(Recasts with Israel’s Livni, Japanese PM)
ROME, June 3 (Reuters) - Israel will cease to exist with or without the involvement of Iran, President Mahmoud Ahmadinejad said on Tuesday, and Israel branded Iran a “neighbourhood bully” that must be met with firmness.
Israeli Foreign Minister Tzipi Livni told a closed door meeting of Israeli lawmakers in Jerusalem that the international community must take decisive action on Iran and reiterated that military action was an option.
On Monday, Ahmadinejad said in Tehran that the “satanic power” of the United States faced destruction and that the Jewish state would soon disappear from the map, a theme he returned to on Tuesday.
“This will happen whether we are involved in it or not,” he told a news conference at a U.N. food summit in Rome, adding that Israel was “doomed to go”.
At a closed-door meeting of the Israeli parliament’s security and foreign affairs committee in Jerusalem, Livni said the international community must send a strong signal to nations in the Middle East that are undecided on which camp to join.
“These are decisive days and the inability to build an international consensus against Iran will be interpreted in our region as weakness,” an official present at the meeting quoted Livni as saying.
“The military option needs to be kept on the table. Making clear the option is on the table may in the future mean it is less likely to be used,” she said. Livni referred to Iran as the “neighborhood bully”.
No other details of her comments were available.
Israel, an undeclared nuclear power, regards Iran’s potential possession of atomic weapons as a grave security threat, concerns fanned by Ahmedinejad’s rhetoric.
Reiterating that Iran’s nuclear programme was for peaceful purposes, Ahmadinejad said on Tuesday the United States was using it as an excuse to prepare an attack.
“President (George W.) Bush is very much interested in a military attack against Iran,” he said.
“The Iranian people are the most peace-loving nation of the world but we believe that peace can be durable and meaningful only when it is based on justice.”

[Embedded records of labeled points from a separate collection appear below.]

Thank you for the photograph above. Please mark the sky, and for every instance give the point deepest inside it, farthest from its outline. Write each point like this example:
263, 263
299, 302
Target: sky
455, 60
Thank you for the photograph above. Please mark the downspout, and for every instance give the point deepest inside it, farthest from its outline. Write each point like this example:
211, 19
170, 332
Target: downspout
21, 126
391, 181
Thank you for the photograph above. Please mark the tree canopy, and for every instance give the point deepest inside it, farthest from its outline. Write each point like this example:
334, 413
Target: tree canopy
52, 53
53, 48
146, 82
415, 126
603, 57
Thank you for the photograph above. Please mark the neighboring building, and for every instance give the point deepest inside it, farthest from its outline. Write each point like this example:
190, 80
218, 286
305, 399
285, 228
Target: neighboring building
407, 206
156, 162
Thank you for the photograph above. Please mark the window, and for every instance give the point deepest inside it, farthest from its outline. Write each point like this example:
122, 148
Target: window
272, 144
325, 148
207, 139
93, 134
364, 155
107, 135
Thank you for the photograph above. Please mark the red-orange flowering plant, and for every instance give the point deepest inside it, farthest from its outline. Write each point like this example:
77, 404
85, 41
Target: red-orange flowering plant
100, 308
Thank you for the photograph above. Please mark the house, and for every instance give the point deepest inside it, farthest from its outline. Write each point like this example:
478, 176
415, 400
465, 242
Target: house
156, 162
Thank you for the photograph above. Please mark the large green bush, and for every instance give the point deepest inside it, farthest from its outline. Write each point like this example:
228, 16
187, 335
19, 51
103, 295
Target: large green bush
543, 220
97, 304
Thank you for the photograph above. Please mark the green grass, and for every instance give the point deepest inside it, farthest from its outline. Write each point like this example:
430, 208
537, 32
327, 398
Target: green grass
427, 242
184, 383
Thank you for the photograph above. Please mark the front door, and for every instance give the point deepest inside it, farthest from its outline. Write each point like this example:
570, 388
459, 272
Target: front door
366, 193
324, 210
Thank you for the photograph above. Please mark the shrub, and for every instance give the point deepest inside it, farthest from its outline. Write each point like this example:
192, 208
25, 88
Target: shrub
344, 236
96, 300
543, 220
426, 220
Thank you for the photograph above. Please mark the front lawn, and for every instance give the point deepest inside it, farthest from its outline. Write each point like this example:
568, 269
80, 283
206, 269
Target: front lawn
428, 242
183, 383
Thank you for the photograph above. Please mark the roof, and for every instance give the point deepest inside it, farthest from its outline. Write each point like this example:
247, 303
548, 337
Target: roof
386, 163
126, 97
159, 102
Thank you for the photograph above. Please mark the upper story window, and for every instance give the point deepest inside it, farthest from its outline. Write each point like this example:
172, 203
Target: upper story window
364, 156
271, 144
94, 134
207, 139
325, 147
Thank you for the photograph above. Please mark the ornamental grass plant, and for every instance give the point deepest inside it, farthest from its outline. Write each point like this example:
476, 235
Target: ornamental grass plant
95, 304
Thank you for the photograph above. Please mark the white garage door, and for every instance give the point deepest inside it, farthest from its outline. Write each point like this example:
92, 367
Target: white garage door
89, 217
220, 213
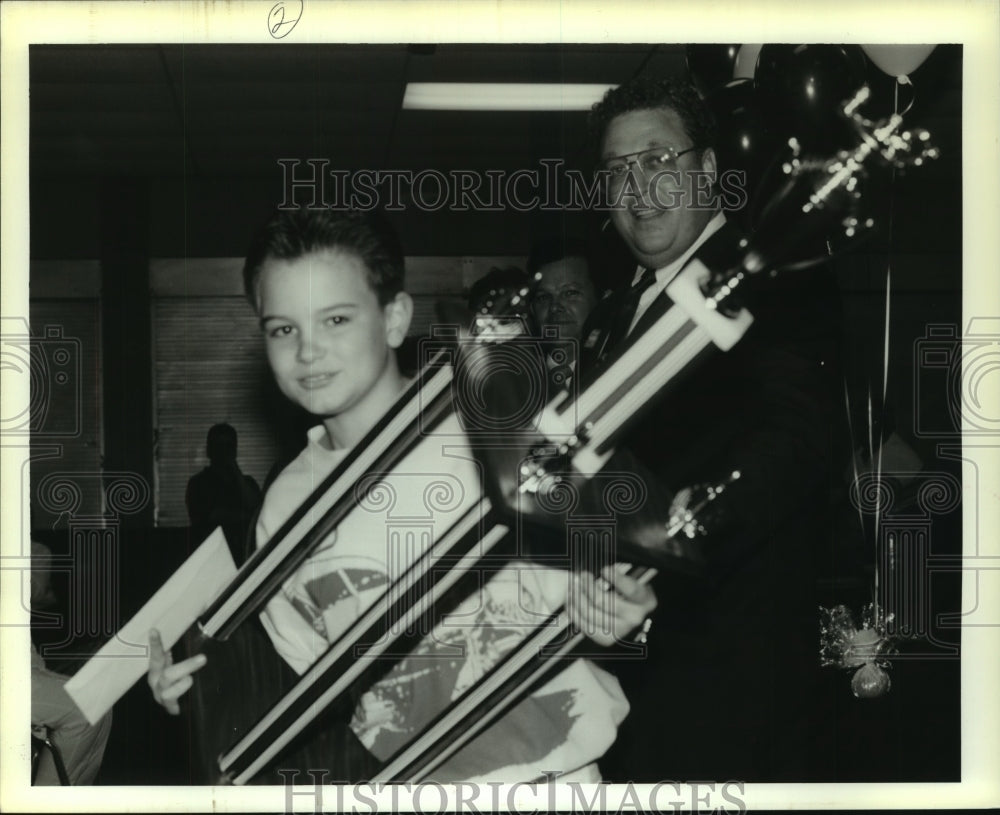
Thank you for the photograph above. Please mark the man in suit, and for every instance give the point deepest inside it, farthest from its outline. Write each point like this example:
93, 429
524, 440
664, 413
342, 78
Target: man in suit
726, 690
564, 296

Iran did not fear a U.S. attack and the president said he did not think Bush would be able to justify one before leaving office in January.

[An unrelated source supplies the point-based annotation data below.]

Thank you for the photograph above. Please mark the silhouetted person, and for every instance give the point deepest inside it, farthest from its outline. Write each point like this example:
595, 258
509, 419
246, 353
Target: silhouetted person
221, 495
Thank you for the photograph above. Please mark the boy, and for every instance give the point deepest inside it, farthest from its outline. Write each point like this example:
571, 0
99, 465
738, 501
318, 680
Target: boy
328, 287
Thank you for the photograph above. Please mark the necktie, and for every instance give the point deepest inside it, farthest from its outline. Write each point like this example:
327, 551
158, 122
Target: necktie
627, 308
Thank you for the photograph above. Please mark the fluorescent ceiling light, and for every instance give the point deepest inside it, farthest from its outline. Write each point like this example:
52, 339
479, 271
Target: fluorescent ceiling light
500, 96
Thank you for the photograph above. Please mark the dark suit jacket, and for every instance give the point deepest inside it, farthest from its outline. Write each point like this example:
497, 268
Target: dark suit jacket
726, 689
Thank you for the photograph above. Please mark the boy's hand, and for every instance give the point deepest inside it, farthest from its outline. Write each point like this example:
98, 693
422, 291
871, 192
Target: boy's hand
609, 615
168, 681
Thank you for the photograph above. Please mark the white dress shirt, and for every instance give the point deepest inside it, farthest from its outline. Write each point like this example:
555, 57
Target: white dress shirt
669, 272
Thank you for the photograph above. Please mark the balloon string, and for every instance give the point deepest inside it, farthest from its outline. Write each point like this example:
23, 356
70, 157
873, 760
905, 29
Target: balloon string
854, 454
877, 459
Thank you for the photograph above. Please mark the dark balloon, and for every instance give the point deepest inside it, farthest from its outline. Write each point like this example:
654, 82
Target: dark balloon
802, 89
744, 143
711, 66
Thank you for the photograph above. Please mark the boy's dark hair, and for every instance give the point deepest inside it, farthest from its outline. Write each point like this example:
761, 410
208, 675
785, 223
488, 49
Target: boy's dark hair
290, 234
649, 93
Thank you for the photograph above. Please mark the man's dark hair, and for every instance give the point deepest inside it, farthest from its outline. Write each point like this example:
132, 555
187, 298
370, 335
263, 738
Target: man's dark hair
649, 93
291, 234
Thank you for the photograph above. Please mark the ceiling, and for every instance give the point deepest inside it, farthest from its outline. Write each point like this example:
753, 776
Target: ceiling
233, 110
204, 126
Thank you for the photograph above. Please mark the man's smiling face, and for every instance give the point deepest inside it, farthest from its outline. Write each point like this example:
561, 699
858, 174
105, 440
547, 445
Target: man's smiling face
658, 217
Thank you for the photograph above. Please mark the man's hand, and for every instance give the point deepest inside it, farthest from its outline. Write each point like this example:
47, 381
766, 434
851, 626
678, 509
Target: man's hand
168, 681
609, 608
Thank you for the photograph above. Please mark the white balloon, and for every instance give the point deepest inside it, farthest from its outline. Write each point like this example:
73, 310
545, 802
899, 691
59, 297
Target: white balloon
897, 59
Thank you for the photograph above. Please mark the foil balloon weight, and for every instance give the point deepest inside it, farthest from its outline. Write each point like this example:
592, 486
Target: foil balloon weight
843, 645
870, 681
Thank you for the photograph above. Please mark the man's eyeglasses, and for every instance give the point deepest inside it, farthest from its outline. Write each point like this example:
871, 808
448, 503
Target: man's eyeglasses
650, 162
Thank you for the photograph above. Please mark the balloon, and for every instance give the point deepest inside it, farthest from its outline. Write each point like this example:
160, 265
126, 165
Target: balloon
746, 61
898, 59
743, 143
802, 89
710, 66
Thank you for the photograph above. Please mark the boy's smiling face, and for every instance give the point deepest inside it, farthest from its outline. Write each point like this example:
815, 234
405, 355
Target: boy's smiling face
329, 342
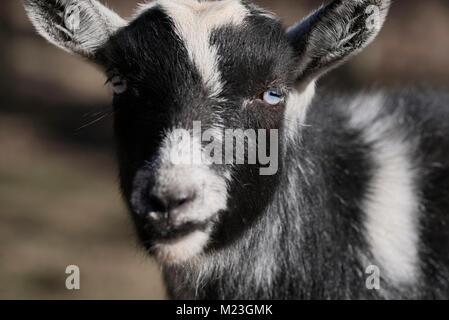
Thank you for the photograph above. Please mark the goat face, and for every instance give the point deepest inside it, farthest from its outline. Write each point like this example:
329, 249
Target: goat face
221, 65
213, 77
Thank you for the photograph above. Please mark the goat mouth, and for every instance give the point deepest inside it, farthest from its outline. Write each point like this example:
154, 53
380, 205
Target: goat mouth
166, 234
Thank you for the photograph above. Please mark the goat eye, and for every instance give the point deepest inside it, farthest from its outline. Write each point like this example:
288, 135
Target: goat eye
273, 96
118, 84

The United States, which severed ties with Iran shortly after its 1979 Islamic revolution, is leading efforts to isolate Tehran over its disputed nuclear programme, which the West suspects is a front for developing atomic bombs.
Iran says its programme is aimed only at generating electricity and rejected a Japanese offer on Tuesday to share its energy efficient technology with Iran in return for a halt to nuclear enrichment.

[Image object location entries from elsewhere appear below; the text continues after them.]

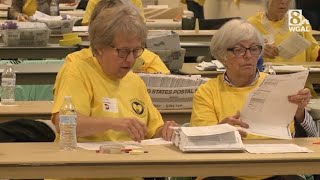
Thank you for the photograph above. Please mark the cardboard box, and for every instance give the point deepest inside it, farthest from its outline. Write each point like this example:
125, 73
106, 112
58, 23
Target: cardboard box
171, 91
172, 98
27, 34
59, 26
172, 58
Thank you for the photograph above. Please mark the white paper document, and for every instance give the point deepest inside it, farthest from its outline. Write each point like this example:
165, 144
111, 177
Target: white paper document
267, 110
222, 137
290, 68
275, 148
125, 144
292, 46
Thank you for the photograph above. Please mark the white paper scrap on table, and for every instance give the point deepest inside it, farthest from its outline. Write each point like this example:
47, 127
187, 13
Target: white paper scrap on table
125, 144
275, 148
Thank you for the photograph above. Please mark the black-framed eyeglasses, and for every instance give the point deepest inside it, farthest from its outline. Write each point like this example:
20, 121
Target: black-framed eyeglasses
241, 51
124, 52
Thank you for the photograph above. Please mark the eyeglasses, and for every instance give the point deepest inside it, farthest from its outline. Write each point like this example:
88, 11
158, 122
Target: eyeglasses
241, 51
124, 52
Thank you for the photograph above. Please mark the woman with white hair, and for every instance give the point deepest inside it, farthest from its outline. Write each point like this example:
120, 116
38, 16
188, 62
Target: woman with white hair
273, 24
239, 45
112, 102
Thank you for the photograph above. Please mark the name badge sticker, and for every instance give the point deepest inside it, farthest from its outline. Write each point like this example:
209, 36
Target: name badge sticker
110, 105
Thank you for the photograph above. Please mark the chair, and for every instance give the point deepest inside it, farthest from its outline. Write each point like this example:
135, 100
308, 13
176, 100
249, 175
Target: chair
205, 24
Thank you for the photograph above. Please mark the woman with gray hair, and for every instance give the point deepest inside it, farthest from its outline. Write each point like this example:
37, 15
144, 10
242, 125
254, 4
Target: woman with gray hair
238, 45
112, 102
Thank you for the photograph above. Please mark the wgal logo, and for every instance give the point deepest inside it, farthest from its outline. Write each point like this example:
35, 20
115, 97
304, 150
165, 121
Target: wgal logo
297, 23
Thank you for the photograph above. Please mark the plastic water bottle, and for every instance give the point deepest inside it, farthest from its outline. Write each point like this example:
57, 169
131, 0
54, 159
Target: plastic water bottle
68, 124
269, 69
54, 8
8, 84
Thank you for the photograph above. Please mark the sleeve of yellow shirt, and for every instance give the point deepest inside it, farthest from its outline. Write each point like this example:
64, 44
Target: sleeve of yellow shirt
72, 85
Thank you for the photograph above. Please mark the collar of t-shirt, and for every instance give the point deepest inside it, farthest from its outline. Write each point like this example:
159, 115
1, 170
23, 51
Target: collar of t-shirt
228, 82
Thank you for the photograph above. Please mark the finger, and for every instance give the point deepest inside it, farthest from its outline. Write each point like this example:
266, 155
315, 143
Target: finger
243, 134
138, 129
135, 133
143, 125
131, 135
276, 51
237, 115
165, 129
243, 124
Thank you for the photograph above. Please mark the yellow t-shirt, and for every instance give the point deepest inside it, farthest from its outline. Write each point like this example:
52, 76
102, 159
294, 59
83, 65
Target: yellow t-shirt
216, 100
90, 89
92, 3
310, 54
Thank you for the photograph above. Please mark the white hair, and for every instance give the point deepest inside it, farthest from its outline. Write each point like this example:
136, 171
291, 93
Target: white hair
292, 4
230, 34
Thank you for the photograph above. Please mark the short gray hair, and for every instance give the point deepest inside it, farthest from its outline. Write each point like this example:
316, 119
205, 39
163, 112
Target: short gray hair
122, 20
232, 33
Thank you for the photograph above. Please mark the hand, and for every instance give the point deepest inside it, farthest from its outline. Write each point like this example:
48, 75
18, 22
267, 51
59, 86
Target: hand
22, 17
270, 51
301, 99
166, 131
135, 128
236, 121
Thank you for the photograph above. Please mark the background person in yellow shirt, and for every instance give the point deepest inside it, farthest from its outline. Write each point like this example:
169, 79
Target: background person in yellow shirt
22, 9
112, 102
238, 45
148, 62
273, 24
92, 4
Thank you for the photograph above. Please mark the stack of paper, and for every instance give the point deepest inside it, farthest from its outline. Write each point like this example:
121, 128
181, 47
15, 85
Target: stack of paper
222, 137
267, 110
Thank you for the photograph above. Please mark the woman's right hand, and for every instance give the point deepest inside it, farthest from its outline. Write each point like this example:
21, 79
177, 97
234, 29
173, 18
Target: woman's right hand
135, 128
236, 121
22, 17
270, 51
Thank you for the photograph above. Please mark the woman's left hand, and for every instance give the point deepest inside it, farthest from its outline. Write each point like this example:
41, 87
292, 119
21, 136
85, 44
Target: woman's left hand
301, 99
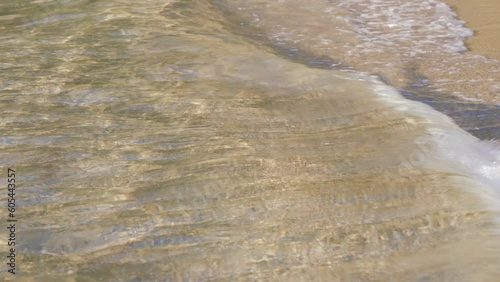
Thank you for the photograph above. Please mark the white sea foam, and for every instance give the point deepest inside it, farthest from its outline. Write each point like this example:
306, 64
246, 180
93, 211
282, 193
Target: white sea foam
448, 147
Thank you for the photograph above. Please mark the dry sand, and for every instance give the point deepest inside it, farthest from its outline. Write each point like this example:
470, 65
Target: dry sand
482, 16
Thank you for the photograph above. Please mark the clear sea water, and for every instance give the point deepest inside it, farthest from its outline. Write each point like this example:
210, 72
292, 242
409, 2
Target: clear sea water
259, 140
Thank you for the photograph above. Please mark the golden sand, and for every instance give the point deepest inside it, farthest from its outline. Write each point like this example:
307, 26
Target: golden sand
482, 16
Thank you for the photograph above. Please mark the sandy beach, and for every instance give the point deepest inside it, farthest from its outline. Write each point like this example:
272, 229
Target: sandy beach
482, 17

“If Iran said it would halt nuclear enrichment, it would be opening a window to international society and Japan would also be able to provide technical cooperation,” a Japanese official quoted Prime Minister Yasuo Fukuda as telling Ahmadinejad.
The Iranian president flatly refused to give such a pledge, the official said. (Additional reporting by Robin Pomeroy and Isabel Reynolds in Rome, Zahra Hosseinian in Tehran, Jerusalem newsroom; Editing by Jon Boyle)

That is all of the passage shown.